Nigeria: Country’s State House – a Budget for Glutonny

In the Divine Comedy, Dante Alighieri lists Gluttony among other deadly sins for which conscious humanity must be wary lest we be mired in Hades. Gula (Gluttony), Superbia (Pride), Avarita (Avarice/Greed), Luxuria (Lust), Invida (Envy), Ira (Wrath) and Acedia (sloth) – the seven deadly sins – have been at the core of moral criticism since Dante.

One of the 19th century’s most notable moral philosophers, the Russian Bishop Ignatius Brianchaninov wrote, “Wise temperance of the stomach is a door to all the virtues. Restrain the stomach, and you will enter Paradise. But if you please and pamper your stomach, you will hurl yourself over the precipice of bodily impurity, into the fire of wrath and fury, you will coarsen and darken your mind, and in this way you will ruin your powers of attention and self-control, your sobriety and vigilance.” Gluttony is a deadly sin.
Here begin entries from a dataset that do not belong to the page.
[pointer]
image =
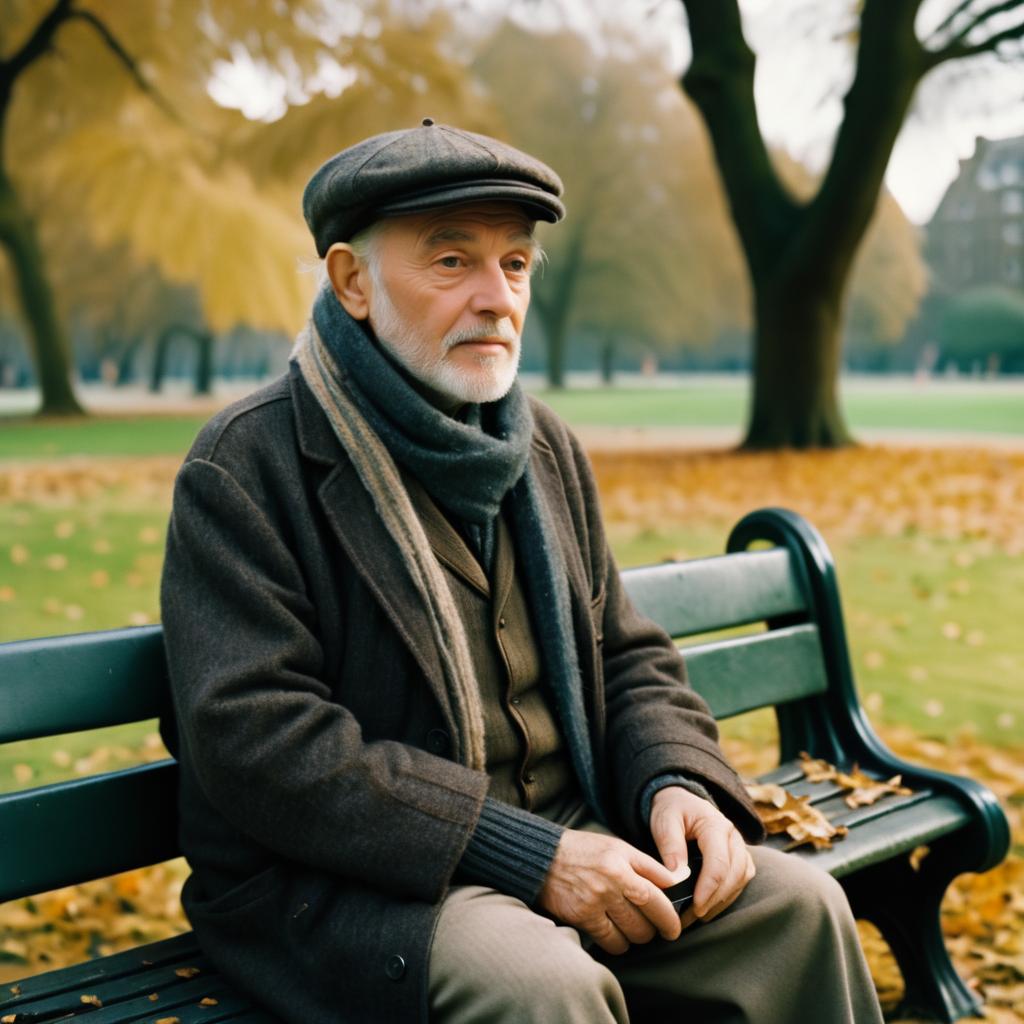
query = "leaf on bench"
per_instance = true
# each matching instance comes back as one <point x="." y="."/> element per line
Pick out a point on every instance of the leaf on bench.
<point x="782" y="812"/>
<point x="863" y="790"/>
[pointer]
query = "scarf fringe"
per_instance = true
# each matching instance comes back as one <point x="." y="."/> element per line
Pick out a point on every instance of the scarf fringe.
<point x="380" y="476"/>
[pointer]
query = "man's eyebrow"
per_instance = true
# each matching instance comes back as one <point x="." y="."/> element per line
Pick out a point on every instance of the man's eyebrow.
<point x="443" y="236"/>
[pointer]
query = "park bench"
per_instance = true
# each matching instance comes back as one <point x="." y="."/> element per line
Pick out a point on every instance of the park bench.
<point x="777" y="572"/>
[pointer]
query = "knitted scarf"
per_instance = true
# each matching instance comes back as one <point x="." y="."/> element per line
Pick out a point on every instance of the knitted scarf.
<point x="469" y="468"/>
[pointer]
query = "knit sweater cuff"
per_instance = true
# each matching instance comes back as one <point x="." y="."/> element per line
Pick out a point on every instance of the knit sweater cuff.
<point x="510" y="850"/>
<point x="662" y="781"/>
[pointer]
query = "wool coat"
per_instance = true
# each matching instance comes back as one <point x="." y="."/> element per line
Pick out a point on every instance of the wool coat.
<point x="320" y="808"/>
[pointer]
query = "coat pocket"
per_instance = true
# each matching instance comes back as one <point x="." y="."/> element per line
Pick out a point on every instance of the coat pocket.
<point x="253" y="889"/>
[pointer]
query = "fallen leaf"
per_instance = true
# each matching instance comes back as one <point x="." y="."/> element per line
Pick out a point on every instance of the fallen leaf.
<point x="767" y="793"/>
<point x="814" y="769"/>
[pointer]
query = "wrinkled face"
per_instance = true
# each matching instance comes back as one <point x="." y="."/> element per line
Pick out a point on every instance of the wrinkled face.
<point x="449" y="295"/>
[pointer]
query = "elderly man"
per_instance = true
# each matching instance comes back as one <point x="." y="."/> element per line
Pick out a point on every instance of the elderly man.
<point x="433" y="763"/>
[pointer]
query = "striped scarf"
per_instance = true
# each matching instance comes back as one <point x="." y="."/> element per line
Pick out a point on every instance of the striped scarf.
<point x="382" y="422"/>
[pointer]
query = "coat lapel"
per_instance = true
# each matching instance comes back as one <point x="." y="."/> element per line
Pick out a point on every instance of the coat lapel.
<point x="370" y="548"/>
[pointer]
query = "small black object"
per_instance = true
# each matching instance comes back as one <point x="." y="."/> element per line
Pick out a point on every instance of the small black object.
<point x="681" y="894"/>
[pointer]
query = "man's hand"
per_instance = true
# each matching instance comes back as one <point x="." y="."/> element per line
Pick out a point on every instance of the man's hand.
<point x="608" y="889"/>
<point x="677" y="814"/>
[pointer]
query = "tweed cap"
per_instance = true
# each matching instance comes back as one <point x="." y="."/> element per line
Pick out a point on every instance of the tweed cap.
<point x="420" y="169"/>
In the introductory epigram to this piece, I invoke the Restoration poet Dryden, poet of the Carolingian courts, who knew a thing or two about gluttony under the excess appetites of Charles II of England. “O gluttony, it is to thee we owe our griefs” laments Geoffrey Chaucer. Gluttony and Greed are Siamese twins.

In the “Pardoner’s Tale,” Chaucer says, “Radix Malorum est cupiditas” – greed is the root of all evils. But why do I speak of these matters today in the “Orbit”? Just this: greed and gluttony seems to be behind the budget proposal submitted to the National Assembly for the funding of the State House in 2013.

Let me confess that I personally have not yet understood the relationship between the Presidency, which once was known as the Cabinet office and which came under the administrative authority of a Cabinet Secretary as its Permanent Secretary in the nation’s administrative services, and the current office of Permanent Secretary for the state house.

Is the State House a full ministry these days, or are we dealing with one of those uniquely Nigerian forms of idiocy, where we duplicate and over burden the administrative system? Aso Rock or the Office of the President, can well be managed by a fully employed Chief of Staff to the President who may also be designated the Permanent secretary in the State House.